On 10/24/19 6:08 PM, Marvin Liu wrote:
> Packed ring has more compact ring format and thus can significantly
> reduce the number of cache miss. It can lead to better performance.
> This has been approved in virtio user driver, on normal E5 Xeon cpu
> single core performance can raise 12%.
>
> http://mails.dpdk.org/archives/dev/2018-April/095470.html
>
> However vhost performance with packed ring performance was decreased.
> Through analysis, mostly extra cost was from the calculating of each
> descriptor flag which depended on ring wrap counter. Moreover, both
> frontend and backend need to write same descriptors which will cause
> cache contention. Especially when doing vhost enqueue function, virtio
> refill packed ring function may write same cache line when vhost doing
> enqueue function. This kind of extra cache cost will reduce the benefit
> of reducing cache misses.
>
> For optimizing vhost packed ring performance, vhost enqueue and dequeue
> function will be split into fast and normal path.
>
> Several methods will be taken in fast path:
> Handle descriptors in one cache line by batch.
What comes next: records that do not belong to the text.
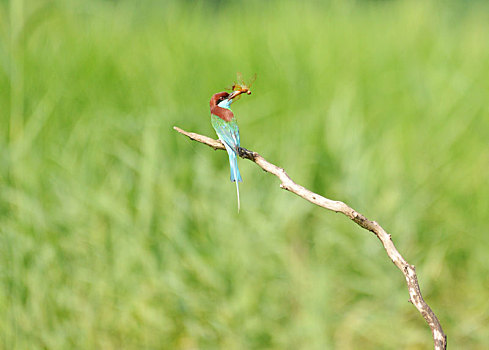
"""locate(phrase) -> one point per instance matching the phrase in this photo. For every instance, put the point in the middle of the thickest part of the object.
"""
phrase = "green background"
(118, 233)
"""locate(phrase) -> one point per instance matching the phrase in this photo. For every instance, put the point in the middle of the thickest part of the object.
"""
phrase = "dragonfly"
(241, 87)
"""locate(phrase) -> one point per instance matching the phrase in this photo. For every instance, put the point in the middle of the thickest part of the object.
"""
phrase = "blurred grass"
(116, 232)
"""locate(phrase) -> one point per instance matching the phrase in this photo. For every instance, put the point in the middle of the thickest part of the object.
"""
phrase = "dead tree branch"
(409, 272)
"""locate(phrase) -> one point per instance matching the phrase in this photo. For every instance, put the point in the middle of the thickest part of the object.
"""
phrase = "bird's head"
(220, 104)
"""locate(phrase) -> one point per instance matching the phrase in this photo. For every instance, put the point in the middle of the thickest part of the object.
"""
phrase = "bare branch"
(409, 272)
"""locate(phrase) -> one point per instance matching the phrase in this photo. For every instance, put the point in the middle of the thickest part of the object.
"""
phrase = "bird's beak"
(234, 94)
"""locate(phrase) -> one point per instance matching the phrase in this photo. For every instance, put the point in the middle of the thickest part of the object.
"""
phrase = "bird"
(226, 127)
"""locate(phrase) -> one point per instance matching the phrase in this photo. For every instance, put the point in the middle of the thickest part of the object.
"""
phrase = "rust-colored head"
(223, 113)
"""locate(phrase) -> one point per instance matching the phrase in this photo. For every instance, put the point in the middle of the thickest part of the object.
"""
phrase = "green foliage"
(118, 233)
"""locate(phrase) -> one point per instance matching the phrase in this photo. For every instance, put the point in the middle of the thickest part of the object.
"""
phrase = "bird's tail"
(235, 175)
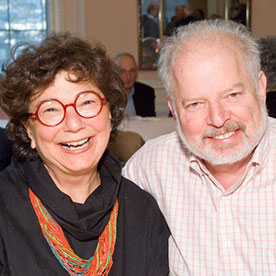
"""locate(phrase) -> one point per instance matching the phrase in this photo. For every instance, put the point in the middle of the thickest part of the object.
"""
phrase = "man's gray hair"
(267, 47)
(238, 32)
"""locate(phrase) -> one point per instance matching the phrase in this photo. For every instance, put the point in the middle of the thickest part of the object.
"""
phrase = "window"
(21, 20)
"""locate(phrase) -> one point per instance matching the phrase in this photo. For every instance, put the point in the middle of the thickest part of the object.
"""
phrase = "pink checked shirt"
(214, 232)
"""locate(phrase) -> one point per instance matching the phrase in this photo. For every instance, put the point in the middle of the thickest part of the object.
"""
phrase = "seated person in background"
(178, 16)
(267, 46)
(5, 150)
(140, 96)
(150, 25)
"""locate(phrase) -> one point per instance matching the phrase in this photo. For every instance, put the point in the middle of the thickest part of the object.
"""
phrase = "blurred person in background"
(141, 97)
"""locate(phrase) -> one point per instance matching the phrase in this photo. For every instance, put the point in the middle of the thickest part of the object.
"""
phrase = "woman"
(65, 208)
(5, 150)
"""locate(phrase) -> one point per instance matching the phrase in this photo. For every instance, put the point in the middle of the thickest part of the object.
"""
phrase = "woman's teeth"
(76, 145)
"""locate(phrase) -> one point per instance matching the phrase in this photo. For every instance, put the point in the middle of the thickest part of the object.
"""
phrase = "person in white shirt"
(215, 178)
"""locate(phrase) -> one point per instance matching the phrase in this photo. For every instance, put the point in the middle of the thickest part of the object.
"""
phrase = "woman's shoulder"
(134, 195)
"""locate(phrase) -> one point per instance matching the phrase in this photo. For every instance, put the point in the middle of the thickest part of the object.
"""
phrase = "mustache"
(231, 126)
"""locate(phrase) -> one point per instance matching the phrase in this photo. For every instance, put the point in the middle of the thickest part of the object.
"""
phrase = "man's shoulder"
(157, 148)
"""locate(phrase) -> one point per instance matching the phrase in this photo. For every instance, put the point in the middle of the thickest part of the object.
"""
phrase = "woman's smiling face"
(77, 144)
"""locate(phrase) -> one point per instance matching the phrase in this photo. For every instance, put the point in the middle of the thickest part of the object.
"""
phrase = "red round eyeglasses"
(51, 112)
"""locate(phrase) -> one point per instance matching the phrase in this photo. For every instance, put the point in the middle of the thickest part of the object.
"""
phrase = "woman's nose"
(73, 121)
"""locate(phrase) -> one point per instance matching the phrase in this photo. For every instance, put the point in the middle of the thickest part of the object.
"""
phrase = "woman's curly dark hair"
(32, 69)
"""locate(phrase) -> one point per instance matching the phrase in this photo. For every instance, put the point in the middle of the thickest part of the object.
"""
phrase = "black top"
(142, 235)
(271, 103)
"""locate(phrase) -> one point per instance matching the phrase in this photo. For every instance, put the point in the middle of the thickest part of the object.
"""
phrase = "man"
(267, 46)
(215, 178)
(140, 96)
(149, 23)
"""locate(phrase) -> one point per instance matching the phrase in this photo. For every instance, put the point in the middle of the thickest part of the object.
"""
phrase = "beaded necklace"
(99, 264)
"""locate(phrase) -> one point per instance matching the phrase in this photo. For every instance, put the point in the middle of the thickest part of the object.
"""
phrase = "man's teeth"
(224, 136)
(76, 145)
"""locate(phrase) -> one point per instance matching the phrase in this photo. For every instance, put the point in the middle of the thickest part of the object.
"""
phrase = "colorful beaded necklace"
(99, 264)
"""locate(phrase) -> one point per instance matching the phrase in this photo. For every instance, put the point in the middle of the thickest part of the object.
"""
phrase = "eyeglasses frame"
(35, 114)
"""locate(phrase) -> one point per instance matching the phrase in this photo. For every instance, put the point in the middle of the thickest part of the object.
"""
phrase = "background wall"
(115, 24)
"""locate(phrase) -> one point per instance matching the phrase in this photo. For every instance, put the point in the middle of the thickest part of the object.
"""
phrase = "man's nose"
(217, 115)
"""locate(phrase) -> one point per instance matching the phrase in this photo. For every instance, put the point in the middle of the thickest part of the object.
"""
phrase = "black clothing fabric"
(142, 235)
(271, 103)
(143, 99)
(5, 150)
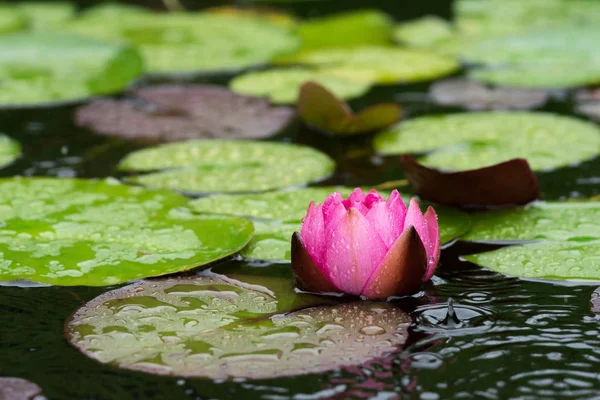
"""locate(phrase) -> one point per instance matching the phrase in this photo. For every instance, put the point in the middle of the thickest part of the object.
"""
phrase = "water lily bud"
(366, 246)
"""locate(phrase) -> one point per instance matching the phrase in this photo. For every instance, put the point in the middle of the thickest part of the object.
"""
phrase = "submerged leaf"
(508, 183)
(321, 109)
(215, 327)
(475, 96)
(172, 113)
(76, 232)
(475, 140)
(204, 166)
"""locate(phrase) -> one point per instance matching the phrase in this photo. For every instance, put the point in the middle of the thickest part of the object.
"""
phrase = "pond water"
(476, 333)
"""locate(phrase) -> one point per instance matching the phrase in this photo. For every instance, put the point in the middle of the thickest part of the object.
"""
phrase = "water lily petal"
(432, 247)
(415, 218)
(401, 271)
(313, 233)
(308, 275)
(354, 251)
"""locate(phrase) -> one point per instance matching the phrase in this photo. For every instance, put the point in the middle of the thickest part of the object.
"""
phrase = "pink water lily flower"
(365, 245)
> Split loop function into more pieces and unroll them.
> Prerequisite check that whether I/O space can copy directly into mbuf
> space and vice versa.
> Prerequisite check that whether descriptor mapping is successful.
> Distinguish vhost used ring update function by enqueue and dequeue
> function.
> Buffer dequeue used descriptors as many as possible.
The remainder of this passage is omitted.